According to STR, Inc., Super Bowl 50 weekend hotel rates in San Francisco and San Jose, California, were the highest of any of the past six Super Bowl host markets.
The San Francisco market includes areas to the south and the north of the city, while the San Jose market includes Palo Alto, Santa Clara, Sunnyvale and Santa Cruz.
Combined, absolute average daily rate for 5-7 February reached US$402.60 in the two markets.

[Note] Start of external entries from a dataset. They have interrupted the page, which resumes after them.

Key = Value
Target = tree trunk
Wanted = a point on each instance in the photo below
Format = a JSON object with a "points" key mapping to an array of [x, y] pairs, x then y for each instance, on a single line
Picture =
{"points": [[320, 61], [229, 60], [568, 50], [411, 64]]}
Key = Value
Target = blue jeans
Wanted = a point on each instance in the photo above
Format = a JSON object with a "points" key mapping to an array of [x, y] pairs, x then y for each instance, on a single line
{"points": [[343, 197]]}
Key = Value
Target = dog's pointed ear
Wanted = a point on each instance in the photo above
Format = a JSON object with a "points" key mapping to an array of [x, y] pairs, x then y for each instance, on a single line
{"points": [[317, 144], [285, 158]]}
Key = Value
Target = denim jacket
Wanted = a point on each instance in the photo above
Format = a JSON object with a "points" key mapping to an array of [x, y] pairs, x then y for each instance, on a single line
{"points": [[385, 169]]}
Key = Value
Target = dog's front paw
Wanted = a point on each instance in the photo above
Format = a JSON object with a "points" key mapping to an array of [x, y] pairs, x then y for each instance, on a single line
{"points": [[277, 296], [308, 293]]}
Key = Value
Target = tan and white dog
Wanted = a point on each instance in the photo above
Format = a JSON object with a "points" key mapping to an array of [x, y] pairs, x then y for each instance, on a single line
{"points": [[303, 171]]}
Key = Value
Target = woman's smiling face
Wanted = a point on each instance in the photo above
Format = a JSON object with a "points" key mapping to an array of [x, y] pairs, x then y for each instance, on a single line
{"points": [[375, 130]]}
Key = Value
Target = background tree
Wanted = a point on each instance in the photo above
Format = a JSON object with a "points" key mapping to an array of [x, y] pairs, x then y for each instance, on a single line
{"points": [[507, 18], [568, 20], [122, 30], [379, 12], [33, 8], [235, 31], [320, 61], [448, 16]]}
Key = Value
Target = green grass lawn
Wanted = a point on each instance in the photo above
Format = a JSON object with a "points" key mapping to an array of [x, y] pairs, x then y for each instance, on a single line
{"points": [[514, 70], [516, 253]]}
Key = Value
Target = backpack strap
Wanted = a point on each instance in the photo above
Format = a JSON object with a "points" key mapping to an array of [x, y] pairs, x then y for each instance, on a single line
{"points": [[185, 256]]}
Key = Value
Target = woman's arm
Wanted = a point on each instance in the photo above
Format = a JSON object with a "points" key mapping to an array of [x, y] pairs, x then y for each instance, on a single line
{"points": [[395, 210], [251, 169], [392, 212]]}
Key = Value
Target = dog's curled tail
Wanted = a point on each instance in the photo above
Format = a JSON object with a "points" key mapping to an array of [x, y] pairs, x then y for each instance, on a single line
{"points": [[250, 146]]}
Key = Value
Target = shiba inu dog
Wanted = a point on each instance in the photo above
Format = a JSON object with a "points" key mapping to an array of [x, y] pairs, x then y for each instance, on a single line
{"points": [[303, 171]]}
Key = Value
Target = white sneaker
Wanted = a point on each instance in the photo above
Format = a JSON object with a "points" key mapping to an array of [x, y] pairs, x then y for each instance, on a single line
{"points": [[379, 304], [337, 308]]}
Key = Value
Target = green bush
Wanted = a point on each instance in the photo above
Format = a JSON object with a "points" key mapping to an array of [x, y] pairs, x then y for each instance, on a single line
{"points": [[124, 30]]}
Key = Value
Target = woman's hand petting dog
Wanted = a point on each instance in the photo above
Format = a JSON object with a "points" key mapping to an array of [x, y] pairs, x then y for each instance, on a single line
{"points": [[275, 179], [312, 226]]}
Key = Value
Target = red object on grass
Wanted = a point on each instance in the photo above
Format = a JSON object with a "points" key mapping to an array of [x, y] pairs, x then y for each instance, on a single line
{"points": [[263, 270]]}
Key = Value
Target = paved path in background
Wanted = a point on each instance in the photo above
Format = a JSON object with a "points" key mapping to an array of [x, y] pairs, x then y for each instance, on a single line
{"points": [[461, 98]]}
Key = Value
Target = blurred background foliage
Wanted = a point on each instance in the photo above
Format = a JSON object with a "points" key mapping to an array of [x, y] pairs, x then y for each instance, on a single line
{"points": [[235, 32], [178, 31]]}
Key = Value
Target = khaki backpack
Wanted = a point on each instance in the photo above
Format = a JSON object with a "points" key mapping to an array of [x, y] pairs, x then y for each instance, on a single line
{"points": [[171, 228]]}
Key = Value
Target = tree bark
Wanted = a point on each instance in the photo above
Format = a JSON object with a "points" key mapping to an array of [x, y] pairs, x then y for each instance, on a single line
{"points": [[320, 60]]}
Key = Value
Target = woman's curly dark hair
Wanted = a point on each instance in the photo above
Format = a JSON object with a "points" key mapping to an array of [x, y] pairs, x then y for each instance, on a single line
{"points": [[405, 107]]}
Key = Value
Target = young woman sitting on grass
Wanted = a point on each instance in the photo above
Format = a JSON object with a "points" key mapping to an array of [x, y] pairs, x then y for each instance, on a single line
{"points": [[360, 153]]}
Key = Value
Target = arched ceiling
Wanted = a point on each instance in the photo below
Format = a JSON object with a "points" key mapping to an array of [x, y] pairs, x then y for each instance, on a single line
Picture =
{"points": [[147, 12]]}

The next closest ADR for a Super Bowl host market from the previous five years was New Orleans, Louisiana, in 2013 (US$393.04).

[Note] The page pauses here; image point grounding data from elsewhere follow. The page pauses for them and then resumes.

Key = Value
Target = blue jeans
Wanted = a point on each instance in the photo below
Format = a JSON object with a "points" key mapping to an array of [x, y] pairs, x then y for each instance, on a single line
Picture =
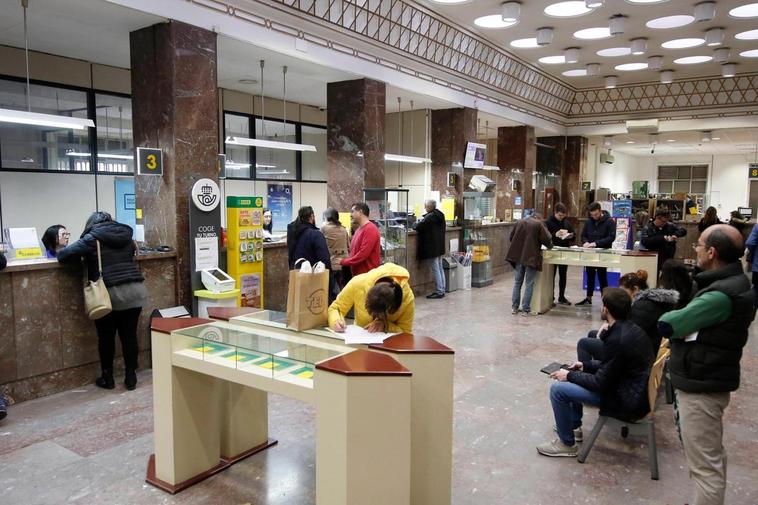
{"points": [[522, 272], [438, 273], [567, 399]]}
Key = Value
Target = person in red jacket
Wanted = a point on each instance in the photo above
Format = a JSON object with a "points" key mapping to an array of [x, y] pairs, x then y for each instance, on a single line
{"points": [[365, 253]]}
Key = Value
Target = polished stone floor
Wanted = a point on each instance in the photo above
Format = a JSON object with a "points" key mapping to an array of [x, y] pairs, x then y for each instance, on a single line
{"points": [[91, 446]]}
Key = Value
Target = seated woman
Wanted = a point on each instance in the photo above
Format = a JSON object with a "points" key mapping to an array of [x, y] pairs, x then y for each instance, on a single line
{"points": [[647, 306], [382, 299], [54, 239]]}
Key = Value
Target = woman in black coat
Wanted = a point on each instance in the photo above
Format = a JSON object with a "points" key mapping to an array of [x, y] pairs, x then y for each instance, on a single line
{"points": [[125, 286]]}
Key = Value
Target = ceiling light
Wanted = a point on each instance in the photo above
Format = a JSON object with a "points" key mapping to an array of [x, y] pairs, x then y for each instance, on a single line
{"points": [[406, 159], [593, 33], [577, 72], [692, 60], [655, 62], [567, 9], [714, 37], [544, 36], [728, 70], [745, 11], [553, 60], [670, 22], [511, 12], [748, 35], [614, 51], [683, 43], [705, 11], [721, 55], [571, 54], [617, 24], [628, 67], [638, 46], [269, 144], [524, 43], [493, 21]]}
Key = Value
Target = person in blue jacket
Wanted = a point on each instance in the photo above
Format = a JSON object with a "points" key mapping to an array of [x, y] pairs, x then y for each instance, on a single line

During the same three days for the San Francisco/San Jose combined markets, occupancy was reported at 77.1% for Super Bowl 50. That absolute level was the second lowest among the past six Super Bowl host markets, ahead of only New York/New Jersey (70.6%), which hosted the event in 2014.

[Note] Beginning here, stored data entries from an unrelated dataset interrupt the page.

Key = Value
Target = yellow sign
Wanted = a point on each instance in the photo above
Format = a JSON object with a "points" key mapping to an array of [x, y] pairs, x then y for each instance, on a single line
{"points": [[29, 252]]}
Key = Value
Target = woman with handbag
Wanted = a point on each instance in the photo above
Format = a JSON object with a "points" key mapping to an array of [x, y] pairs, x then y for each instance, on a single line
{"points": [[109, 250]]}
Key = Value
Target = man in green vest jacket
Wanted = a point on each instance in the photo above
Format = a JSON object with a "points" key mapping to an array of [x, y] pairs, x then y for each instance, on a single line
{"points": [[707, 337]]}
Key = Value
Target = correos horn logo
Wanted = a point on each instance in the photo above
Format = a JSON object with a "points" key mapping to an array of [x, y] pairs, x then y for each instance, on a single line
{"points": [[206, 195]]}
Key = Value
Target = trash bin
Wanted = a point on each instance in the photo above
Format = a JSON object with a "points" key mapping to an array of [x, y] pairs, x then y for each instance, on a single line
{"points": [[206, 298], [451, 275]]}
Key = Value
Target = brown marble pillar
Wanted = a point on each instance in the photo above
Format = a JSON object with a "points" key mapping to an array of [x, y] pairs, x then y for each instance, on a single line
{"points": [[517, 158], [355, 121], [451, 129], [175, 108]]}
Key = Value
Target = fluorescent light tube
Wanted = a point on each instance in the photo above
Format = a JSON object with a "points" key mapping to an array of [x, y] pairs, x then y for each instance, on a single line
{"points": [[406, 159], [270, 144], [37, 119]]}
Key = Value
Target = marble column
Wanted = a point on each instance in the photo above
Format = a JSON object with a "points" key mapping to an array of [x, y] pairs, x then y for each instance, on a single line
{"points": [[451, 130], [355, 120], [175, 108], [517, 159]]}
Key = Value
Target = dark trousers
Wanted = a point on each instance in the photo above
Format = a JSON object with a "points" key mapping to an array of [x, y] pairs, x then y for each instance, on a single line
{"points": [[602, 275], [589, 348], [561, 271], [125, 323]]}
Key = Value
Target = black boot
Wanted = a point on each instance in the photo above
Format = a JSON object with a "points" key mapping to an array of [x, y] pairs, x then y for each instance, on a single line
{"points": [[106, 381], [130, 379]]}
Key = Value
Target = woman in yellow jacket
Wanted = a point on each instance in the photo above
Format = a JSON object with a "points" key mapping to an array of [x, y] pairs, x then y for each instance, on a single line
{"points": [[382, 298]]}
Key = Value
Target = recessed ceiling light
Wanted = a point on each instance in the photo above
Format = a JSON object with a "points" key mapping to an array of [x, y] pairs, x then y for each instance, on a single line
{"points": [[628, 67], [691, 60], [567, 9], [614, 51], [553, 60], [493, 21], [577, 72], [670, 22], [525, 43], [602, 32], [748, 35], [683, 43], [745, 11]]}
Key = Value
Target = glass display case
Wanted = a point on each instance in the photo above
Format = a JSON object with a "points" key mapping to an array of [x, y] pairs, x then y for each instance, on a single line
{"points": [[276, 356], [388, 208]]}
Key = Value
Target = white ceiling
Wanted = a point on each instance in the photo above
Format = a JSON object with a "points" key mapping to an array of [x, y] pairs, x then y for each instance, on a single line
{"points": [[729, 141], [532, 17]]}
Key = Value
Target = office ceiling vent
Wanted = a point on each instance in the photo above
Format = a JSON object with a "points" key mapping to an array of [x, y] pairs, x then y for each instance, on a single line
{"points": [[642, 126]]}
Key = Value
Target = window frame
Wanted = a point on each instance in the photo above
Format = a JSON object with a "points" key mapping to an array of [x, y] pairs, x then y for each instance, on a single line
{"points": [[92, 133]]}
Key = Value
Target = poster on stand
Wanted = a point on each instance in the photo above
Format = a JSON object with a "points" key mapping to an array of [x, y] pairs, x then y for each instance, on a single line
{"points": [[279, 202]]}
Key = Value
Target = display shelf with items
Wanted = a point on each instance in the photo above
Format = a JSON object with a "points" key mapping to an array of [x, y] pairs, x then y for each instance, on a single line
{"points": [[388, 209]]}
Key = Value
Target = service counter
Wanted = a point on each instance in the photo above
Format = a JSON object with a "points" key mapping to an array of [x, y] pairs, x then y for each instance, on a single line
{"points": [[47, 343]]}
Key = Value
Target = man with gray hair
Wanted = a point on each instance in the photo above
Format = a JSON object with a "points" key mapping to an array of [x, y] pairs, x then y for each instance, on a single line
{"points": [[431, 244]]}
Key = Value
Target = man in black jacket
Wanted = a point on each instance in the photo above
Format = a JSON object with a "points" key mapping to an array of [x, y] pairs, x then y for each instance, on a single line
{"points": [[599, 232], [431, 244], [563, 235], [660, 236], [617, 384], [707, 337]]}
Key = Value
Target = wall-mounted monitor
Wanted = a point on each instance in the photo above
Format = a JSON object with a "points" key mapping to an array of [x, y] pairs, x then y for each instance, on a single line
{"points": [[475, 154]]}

"For a Super Bowl, San Francisco is a geographically broad location that usually runs at high occupancy levels," said Carter Wilson, director of STR Analytics. "So much like New York City in 2014, the impact from the event was likely to be lessened. Rate gains were impressive, especially in the city of San Francisco, but for the broader markets, the impact from the two weeks of Super Bowl activity was below the average of the last five host markets."
Overall, Super Bowl weekend revenue per available room for San Francisco and San Jose was 233.9% higher in year-over-year comparisons. For the two weeks leading up to and including the event, RevPAR increased 34.3%. Of the past six Super Bowl host markets, only New York/New Jersey in 2014 saw less RevPAR impact (+24.2%) for the two weeks of Super Bowl activity.
"Breaking it down further, the highest RevPAR figures were recorded in the city of San Francisco, rather than 40 miles south where the game was actually played," Wilson said. "There was more interest in being near where all of the ancillary events were being held than being proximate to the stadium itself.
"During the same two weeks in 2015, San Francisco and San Jose were fairly busy with occupancy at 74.5%," Wilson said. "That makes gains tougher to come by, but it is interesting that the combined markets reported rates roughly 34% higher with almost no growth in occupancy."